There’s a moment of worry in the second half, though, when an Oldham player goes down apparently without any contact from a Bury counterpart. It’s undoubtedly worry that’s arisen in the weeks following the Fabrice Muamba case, but seeing a player lying prone on the damp turf makes my stomach churn. The game is halted for seven minutes but there is no collective worry that gripped White Hart Lane as Muamba’s heart stopped; fans goad each other in the Cemetery End-South Stand corner and the St John Ambulance crew take a startlingly casual approach to reaching the injured man, looking as they do likey’re on a Sunday stroll through the park. The club doctor takes to the pitch and the neck brace is sent for and Yousseff M’Changama is applauded as he leaves the field. He will go on to be released from hospital later that night.
Having settled on the turgid, Bury introduce Max Harrop for the injured Giles Coke. Perhaps we’ve been spoiled by the Sheffield Wednesday loanee but Harrop looks dreadful, as does Phil Picken who’s returned to the side because of Andrai Jones’s suspension. A draw is pretty much the fair result, as both teams were as bad as each other, though Bury remain in the top half of the table.
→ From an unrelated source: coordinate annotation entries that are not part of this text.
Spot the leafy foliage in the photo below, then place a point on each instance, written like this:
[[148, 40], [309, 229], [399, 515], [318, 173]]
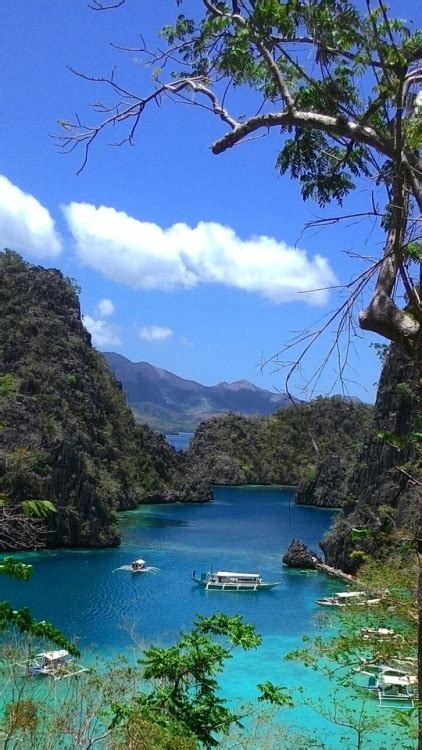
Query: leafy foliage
[[184, 696], [67, 432]]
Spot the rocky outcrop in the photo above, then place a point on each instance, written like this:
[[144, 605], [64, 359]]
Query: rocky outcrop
[[299, 556], [381, 495], [234, 450], [66, 431]]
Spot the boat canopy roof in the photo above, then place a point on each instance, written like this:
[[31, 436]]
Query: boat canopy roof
[[348, 594], [226, 574], [395, 679], [54, 655]]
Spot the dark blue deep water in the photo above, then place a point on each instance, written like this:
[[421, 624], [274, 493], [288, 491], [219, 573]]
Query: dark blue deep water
[[246, 529], [179, 440]]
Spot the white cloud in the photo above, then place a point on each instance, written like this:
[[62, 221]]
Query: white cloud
[[145, 256], [154, 333], [104, 308], [25, 225], [103, 334]]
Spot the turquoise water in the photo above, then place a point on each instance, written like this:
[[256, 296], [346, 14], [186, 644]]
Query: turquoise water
[[245, 529]]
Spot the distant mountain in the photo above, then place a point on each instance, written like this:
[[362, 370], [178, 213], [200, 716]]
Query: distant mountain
[[167, 402]]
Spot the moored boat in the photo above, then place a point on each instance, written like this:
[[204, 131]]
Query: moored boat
[[232, 581], [138, 566], [390, 683], [56, 664], [345, 598]]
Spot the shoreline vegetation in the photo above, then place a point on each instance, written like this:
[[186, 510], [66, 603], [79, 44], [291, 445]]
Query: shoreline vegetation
[[69, 438]]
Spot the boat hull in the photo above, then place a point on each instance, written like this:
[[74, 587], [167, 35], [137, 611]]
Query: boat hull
[[227, 586]]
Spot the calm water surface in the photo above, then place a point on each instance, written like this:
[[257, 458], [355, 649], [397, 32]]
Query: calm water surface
[[244, 529], [179, 440]]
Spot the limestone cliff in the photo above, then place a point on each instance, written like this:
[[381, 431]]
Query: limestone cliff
[[381, 495], [66, 432]]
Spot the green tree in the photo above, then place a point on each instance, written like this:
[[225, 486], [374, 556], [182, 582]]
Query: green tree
[[184, 695], [340, 82]]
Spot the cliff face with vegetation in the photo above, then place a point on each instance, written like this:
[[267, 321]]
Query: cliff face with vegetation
[[66, 432], [278, 449], [382, 497]]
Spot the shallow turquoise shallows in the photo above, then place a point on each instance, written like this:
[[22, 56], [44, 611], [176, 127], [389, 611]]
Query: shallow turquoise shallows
[[245, 529]]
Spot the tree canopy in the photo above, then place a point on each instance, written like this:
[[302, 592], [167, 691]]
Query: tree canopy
[[339, 82]]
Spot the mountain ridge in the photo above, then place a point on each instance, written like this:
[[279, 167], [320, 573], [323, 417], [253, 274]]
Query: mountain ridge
[[167, 401]]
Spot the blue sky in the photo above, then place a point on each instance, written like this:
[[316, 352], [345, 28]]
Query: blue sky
[[173, 268]]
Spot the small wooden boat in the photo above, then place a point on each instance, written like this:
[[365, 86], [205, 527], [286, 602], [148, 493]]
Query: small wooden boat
[[56, 664], [138, 566], [390, 683], [232, 581], [347, 598]]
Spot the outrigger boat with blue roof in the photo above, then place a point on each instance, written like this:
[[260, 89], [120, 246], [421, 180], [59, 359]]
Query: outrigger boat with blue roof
[[231, 581]]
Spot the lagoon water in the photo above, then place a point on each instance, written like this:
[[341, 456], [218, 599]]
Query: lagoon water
[[244, 529]]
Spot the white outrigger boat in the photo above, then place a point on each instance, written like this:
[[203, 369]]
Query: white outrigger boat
[[138, 566], [390, 683], [345, 598], [229, 581], [56, 664]]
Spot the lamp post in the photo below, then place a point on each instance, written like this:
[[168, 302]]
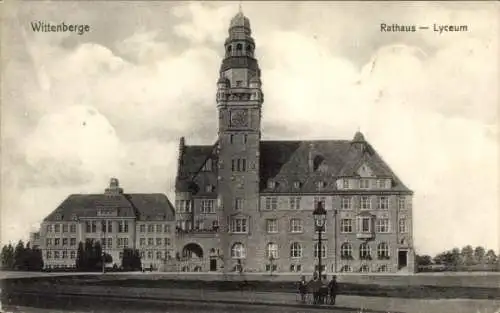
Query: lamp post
[[319, 215]]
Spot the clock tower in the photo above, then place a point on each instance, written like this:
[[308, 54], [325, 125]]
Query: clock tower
[[239, 103]]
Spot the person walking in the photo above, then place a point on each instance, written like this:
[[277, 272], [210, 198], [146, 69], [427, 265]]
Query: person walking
[[302, 286], [332, 286]]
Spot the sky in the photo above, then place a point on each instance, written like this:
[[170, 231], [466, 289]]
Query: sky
[[79, 109]]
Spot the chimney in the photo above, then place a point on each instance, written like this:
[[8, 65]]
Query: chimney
[[114, 187]]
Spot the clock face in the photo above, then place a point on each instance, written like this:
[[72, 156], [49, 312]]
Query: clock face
[[239, 118]]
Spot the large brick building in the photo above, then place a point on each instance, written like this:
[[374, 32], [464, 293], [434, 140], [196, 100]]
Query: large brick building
[[242, 200], [116, 219]]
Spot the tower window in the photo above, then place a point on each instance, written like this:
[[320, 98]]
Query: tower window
[[238, 165]]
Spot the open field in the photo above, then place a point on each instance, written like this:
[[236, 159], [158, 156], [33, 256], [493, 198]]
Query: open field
[[379, 286]]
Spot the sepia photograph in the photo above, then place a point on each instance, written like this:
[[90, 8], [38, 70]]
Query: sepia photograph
[[276, 156]]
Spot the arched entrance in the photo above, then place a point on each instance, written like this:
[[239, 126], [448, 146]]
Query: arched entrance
[[192, 250]]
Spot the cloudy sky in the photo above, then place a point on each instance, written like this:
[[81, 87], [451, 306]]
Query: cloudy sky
[[77, 110]]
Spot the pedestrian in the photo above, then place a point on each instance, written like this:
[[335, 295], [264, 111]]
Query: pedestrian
[[302, 289], [332, 286]]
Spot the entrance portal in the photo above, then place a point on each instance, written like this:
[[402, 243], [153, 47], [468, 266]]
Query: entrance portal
[[402, 258], [192, 250], [213, 265]]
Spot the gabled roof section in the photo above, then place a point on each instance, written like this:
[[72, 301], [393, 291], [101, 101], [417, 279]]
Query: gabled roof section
[[190, 177], [142, 206], [286, 162]]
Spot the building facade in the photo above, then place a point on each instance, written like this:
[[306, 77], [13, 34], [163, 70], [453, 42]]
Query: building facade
[[243, 203], [117, 220]]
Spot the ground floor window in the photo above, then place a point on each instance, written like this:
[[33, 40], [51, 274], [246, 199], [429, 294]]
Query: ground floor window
[[364, 269]]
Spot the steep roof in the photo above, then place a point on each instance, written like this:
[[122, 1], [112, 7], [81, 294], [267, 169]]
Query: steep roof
[[143, 206], [287, 162]]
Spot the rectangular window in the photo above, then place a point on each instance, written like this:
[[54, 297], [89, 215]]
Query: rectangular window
[[401, 203], [364, 224], [403, 227], [207, 167], [238, 165], [183, 206], [382, 225], [271, 203], [346, 225], [295, 203], [364, 183], [238, 204], [345, 183], [123, 227], [365, 203], [272, 225], [321, 200], [345, 203], [383, 203], [239, 225], [296, 225], [207, 206]]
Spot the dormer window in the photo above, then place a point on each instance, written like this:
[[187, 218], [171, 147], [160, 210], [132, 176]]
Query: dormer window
[[320, 184], [364, 183], [207, 167], [345, 183]]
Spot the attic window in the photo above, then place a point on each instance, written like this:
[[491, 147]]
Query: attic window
[[207, 167]]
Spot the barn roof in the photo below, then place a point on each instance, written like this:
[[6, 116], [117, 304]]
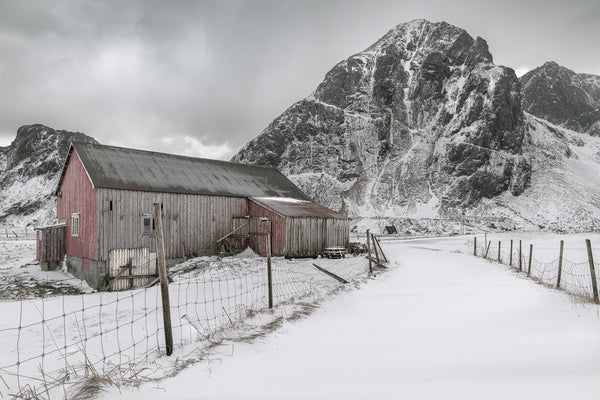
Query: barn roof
[[131, 169], [288, 207]]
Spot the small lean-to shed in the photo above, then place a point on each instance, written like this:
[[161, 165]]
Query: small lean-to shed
[[105, 197], [301, 228], [50, 246]]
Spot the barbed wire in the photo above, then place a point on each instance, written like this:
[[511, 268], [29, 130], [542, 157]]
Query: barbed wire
[[51, 341], [575, 278]]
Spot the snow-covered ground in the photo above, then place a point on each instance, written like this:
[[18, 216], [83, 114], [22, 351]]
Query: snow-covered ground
[[21, 277], [120, 334], [439, 324]]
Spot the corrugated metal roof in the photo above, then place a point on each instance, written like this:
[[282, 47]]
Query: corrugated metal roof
[[289, 207], [131, 169]]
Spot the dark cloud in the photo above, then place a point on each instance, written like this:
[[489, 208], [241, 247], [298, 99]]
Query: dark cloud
[[204, 77]]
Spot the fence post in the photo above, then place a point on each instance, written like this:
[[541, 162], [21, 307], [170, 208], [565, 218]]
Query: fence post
[[562, 243], [499, 245], [369, 250], [269, 271], [592, 270], [520, 255], [164, 280], [375, 248], [530, 254]]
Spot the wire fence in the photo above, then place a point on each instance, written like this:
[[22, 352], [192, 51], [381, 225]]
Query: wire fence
[[574, 278], [51, 342], [17, 233]]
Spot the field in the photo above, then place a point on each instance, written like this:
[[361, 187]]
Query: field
[[439, 323]]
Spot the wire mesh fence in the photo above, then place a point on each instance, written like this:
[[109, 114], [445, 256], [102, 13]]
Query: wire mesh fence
[[574, 278], [53, 341], [17, 233]]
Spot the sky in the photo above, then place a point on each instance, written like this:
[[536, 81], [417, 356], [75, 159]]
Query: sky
[[202, 78]]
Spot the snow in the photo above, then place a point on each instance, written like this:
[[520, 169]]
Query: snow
[[14, 254], [439, 324]]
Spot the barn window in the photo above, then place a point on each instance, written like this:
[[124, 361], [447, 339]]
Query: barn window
[[147, 226], [75, 224]]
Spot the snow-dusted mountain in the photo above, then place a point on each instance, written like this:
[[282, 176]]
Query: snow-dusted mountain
[[424, 124], [29, 172], [563, 97], [419, 122]]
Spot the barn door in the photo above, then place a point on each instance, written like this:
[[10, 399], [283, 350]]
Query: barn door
[[131, 268]]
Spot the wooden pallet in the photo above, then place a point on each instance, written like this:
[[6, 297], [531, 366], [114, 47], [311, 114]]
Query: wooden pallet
[[334, 252]]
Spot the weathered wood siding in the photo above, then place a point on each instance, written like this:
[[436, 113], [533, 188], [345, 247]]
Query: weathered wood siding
[[302, 236], [278, 233], [125, 263], [192, 222], [50, 244], [78, 196]]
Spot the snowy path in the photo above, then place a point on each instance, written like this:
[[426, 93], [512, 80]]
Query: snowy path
[[439, 325]]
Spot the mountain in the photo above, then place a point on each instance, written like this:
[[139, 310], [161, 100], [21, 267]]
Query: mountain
[[421, 123], [29, 172], [563, 97], [424, 124]]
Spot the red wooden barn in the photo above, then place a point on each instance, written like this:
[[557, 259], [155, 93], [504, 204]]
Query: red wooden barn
[[106, 196]]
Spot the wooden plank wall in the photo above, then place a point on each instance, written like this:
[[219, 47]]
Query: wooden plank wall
[[50, 244], [142, 263], [192, 222], [278, 228], [78, 196]]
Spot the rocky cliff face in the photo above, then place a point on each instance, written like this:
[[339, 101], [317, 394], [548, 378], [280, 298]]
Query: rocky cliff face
[[420, 123], [563, 97], [29, 170]]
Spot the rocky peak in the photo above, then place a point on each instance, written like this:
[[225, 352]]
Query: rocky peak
[[420, 119], [38, 142], [563, 97], [29, 170]]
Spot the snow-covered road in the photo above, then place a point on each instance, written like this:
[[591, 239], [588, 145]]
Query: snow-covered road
[[439, 325]]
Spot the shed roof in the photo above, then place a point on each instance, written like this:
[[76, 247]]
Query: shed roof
[[131, 169], [289, 207]]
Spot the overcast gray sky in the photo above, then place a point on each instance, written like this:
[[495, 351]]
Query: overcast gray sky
[[204, 77]]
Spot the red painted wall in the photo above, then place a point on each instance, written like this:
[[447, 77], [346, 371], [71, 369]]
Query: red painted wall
[[78, 196]]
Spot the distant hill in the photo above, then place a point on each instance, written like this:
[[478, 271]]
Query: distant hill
[[29, 170], [424, 124], [563, 97]]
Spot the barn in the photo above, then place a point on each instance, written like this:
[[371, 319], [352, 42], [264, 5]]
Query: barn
[[105, 198]]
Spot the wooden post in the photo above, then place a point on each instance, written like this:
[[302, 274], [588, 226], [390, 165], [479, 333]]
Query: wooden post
[[269, 271], [375, 248], [380, 249], [592, 271], [369, 250], [164, 280], [499, 244], [562, 244], [520, 255], [530, 254]]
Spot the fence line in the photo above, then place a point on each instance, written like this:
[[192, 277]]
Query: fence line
[[50, 342], [572, 277], [17, 233]]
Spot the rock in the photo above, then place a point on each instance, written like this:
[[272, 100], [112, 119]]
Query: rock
[[421, 115], [563, 97], [29, 172]]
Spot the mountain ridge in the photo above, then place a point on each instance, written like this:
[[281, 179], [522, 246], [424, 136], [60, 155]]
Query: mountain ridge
[[29, 172], [416, 95]]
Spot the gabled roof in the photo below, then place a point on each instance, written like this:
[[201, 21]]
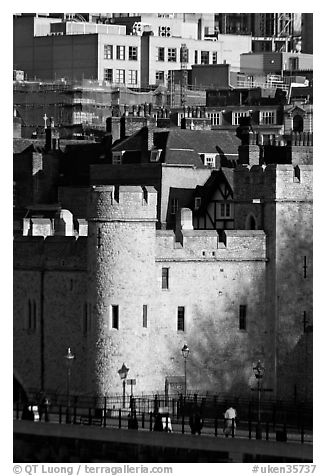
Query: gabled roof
[[206, 191], [136, 141]]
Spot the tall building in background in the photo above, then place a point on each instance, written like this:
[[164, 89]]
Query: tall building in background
[[307, 32]]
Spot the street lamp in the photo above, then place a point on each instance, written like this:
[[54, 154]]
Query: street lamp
[[69, 358], [259, 371], [123, 372], [185, 353]]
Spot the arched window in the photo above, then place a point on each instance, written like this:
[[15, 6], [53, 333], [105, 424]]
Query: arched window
[[251, 223], [298, 123]]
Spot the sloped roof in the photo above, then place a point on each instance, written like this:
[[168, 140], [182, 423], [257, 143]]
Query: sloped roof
[[133, 142], [207, 190]]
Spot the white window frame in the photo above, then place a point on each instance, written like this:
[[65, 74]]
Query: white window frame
[[159, 73], [215, 118], [117, 158], [236, 115], [174, 205], [133, 53], [172, 55], [202, 56], [121, 52], [133, 76], [155, 155], [105, 74], [225, 210], [197, 203], [118, 73], [108, 51], [158, 50], [267, 117]]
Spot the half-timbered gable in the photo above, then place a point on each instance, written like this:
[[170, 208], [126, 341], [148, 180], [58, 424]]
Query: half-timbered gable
[[213, 202]]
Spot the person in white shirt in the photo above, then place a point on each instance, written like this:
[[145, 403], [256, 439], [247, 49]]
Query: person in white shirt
[[229, 421]]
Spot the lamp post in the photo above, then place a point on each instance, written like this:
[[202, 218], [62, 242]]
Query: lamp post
[[185, 353], [123, 372], [259, 371], [69, 358]]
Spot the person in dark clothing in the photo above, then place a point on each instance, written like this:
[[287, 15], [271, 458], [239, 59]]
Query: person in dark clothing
[[158, 424], [196, 423]]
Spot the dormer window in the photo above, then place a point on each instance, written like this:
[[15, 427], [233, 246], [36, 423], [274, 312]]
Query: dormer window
[[117, 158], [155, 155], [208, 160], [197, 202]]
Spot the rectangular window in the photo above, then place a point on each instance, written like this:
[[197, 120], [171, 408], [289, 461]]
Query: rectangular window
[[31, 316], [172, 55], [121, 52], [215, 118], [197, 202], [108, 75], [133, 53], [209, 161], [132, 76], [145, 315], [267, 117], [159, 76], [237, 115], [204, 57], [160, 54], [165, 278], [116, 158], [115, 317], [184, 54], [108, 51], [225, 210], [181, 318], [242, 317], [174, 206], [120, 76]]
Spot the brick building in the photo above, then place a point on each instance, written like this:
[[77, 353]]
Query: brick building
[[115, 283]]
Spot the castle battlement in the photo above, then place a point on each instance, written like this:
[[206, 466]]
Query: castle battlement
[[273, 182], [64, 252], [205, 245], [122, 203]]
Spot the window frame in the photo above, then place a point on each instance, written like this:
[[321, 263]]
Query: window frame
[[165, 278], [159, 55], [108, 52], [181, 319], [133, 53], [131, 73], [172, 55], [117, 76], [105, 75], [145, 316], [121, 52], [243, 317], [115, 316]]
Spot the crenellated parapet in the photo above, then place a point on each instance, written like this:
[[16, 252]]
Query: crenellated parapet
[[52, 253], [122, 203], [273, 182]]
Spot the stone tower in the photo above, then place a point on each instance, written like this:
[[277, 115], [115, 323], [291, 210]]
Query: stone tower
[[121, 272]]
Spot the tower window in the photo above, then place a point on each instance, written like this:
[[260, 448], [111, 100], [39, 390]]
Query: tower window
[[165, 278], [242, 317], [115, 317], [31, 316], [145, 315], [181, 318]]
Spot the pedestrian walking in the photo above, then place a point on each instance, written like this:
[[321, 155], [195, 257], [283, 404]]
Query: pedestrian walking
[[158, 424], [196, 422], [229, 421]]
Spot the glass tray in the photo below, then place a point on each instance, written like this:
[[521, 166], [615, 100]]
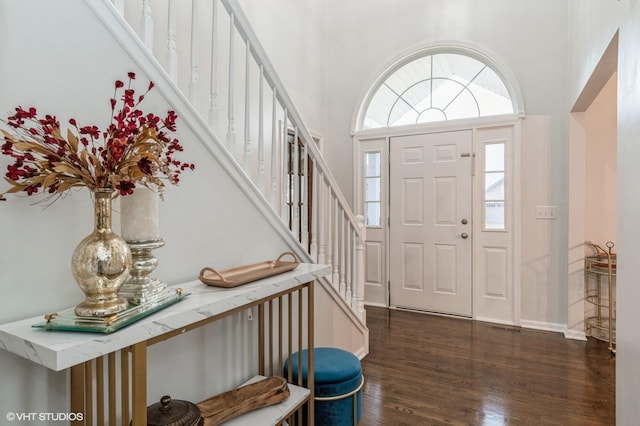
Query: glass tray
[[67, 320]]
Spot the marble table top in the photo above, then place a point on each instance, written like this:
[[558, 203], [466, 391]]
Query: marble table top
[[59, 350]]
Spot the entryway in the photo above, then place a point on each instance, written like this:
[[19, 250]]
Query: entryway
[[430, 246]]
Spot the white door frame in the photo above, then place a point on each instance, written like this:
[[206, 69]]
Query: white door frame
[[484, 303]]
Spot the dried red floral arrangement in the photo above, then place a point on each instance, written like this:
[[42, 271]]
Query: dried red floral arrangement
[[135, 149]]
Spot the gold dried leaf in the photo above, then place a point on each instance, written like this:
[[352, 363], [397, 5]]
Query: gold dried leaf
[[50, 180]]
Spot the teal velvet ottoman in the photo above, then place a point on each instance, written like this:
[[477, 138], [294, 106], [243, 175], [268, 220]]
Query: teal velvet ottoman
[[338, 384]]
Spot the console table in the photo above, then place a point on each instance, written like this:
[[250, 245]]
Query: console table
[[113, 367]]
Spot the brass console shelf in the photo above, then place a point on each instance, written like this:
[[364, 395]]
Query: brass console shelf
[[108, 372], [600, 272]]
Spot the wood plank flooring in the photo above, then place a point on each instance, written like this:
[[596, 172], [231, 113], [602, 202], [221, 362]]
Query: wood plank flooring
[[431, 370]]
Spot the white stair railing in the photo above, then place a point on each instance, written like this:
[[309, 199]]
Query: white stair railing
[[223, 57]]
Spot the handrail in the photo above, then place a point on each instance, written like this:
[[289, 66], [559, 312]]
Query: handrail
[[247, 33], [300, 188]]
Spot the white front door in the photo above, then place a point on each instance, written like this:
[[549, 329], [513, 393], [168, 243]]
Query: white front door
[[430, 190]]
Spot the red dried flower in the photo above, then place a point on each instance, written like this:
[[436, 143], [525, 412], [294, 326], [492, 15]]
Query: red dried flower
[[133, 150]]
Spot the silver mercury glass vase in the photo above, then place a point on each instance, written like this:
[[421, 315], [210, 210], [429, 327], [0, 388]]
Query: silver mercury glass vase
[[100, 263]]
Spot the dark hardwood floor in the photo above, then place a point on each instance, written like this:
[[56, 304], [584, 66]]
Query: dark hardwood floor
[[432, 370]]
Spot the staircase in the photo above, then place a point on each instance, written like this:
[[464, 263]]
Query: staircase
[[226, 81]]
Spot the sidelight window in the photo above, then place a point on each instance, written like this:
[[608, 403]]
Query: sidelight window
[[373, 188], [494, 186]]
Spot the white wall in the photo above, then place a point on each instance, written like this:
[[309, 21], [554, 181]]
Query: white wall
[[206, 221], [593, 25], [294, 36]]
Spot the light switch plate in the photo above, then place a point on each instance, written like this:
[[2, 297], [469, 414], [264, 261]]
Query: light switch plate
[[546, 212]]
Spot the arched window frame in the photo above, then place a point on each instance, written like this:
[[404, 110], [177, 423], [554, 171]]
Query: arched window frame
[[501, 70]]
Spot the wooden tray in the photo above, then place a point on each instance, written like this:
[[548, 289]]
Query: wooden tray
[[245, 274]]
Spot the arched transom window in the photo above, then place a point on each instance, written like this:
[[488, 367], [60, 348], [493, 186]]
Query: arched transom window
[[438, 87]]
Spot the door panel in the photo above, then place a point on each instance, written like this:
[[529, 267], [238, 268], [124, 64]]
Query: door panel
[[430, 195]]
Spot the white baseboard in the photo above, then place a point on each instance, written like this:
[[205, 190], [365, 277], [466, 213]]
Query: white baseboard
[[575, 335], [544, 326]]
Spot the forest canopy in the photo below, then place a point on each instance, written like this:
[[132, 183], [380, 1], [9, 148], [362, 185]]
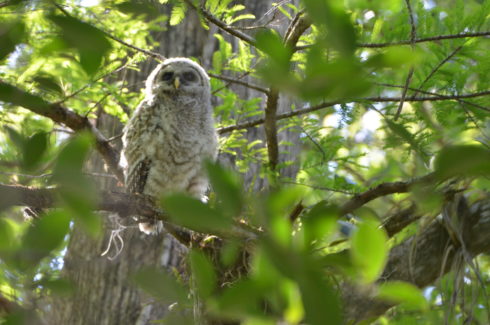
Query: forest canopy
[[352, 183]]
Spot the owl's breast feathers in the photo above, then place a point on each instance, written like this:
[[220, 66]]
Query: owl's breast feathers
[[165, 151]]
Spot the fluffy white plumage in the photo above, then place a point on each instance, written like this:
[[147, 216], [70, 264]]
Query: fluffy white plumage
[[170, 133]]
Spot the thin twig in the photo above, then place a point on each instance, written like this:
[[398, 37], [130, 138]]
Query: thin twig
[[239, 82], [413, 36], [379, 99], [221, 24], [436, 68], [381, 190], [416, 41]]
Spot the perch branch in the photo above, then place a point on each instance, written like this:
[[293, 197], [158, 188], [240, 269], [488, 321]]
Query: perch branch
[[381, 190], [60, 114], [430, 260], [221, 24], [435, 97], [124, 204]]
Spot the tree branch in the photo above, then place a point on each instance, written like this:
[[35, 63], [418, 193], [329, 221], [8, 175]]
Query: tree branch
[[222, 25], [297, 27], [126, 205], [434, 98], [422, 259], [381, 190], [60, 114], [418, 40]]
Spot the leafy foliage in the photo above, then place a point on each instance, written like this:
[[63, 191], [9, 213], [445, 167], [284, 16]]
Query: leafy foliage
[[359, 117]]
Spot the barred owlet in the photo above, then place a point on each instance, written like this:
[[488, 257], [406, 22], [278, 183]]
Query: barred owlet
[[170, 133]]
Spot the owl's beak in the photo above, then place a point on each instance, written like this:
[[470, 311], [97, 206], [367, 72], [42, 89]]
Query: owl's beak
[[176, 82]]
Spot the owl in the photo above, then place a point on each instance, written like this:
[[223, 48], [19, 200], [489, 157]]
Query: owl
[[170, 134]]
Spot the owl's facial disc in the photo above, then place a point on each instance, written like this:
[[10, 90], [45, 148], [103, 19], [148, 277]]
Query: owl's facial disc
[[180, 80]]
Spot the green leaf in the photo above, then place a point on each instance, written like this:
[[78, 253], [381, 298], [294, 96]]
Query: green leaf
[[203, 273], [34, 149], [79, 194], [60, 287], [162, 286], [320, 302], [227, 186], [369, 250], [462, 160], [10, 35], [402, 292], [43, 236], [178, 13], [146, 9], [14, 95], [194, 214], [331, 18], [47, 83], [90, 42], [271, 44], [7, 238]]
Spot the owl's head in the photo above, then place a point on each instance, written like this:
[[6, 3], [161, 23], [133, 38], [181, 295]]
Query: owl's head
[[178, 76]]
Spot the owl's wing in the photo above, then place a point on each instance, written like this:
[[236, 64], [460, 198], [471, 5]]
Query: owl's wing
[[136, 179]]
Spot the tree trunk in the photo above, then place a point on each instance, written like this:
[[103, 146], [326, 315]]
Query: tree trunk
[[104, 293]]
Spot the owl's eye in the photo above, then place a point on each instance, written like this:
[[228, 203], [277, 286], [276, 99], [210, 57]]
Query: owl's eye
[[167, 76], [189, 76]]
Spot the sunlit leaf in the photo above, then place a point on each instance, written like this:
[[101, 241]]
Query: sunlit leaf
[[10, 35], [404, 293], [34, 149], [462, 160], [90, 42], [369, 250], [227, 186]]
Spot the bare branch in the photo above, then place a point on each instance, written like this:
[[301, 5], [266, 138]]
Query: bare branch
[[381, 190], [433, 253], [418, 40], [239, 82], [413, 36], [222, 25], [60, 114], [436, 97], [126, 205], [297, 27]]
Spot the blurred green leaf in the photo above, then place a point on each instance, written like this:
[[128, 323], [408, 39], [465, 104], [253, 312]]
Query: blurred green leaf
[[228, 188], [60, 287], [13, 95], [147, 9], [43, 236], [194, 214], [332, 19], [400, 130], [162, 286], [319, 222], [34, 150], [369, 250], [7, 237], [89, 41], [462, 160], [11, 34], [402, 292], [320, 302], [47, 83], [203, 273], [78, 194]]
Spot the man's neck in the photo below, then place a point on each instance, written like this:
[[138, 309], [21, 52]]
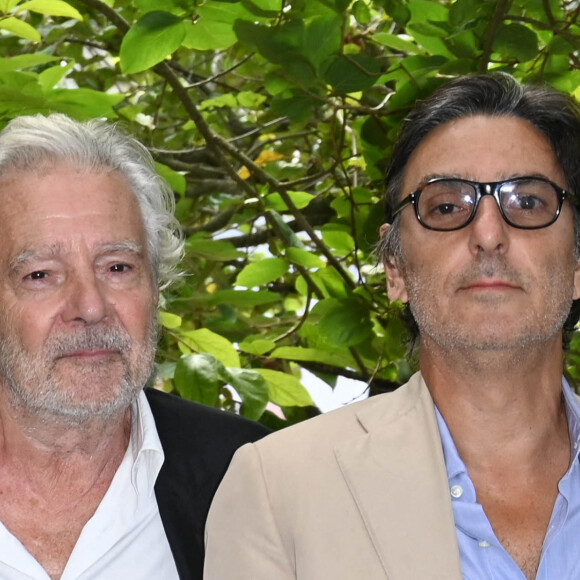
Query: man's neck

I’ve to get the 135 to Manchester after the game as the trams aren’t running. The hangover’s clearing but I’m definitely in need of a pint after the stop-start through Whitefield, Prestwich and Cheetham Hill. In a break with tradition, I try the Millstone rather than the Hare and Hounds but soon come to regret my decision. It’s packed, I can barely squeeze to the bar and when I do I have an septuagenarian ex-landlady from Higher Blackley fondling my arse. I leave the pint two-thirds full and go to the Crown and Cushion instead. It may be that most vile of things, a “boutique pub,” but at least I can read the paper in peace there, despite almost setting fire to it with the table-top candles. I must never mess with my post-match routine is clearly the message from the football gods.
So that’s my last Saturday travelling back to Janet’s after the game. From hereon in she’s got me to herself for Saturdays for the next three months, stuff about The Book not permitting. I can start to relax on Saturday mornings now that A Season With Bury has almost come to a close.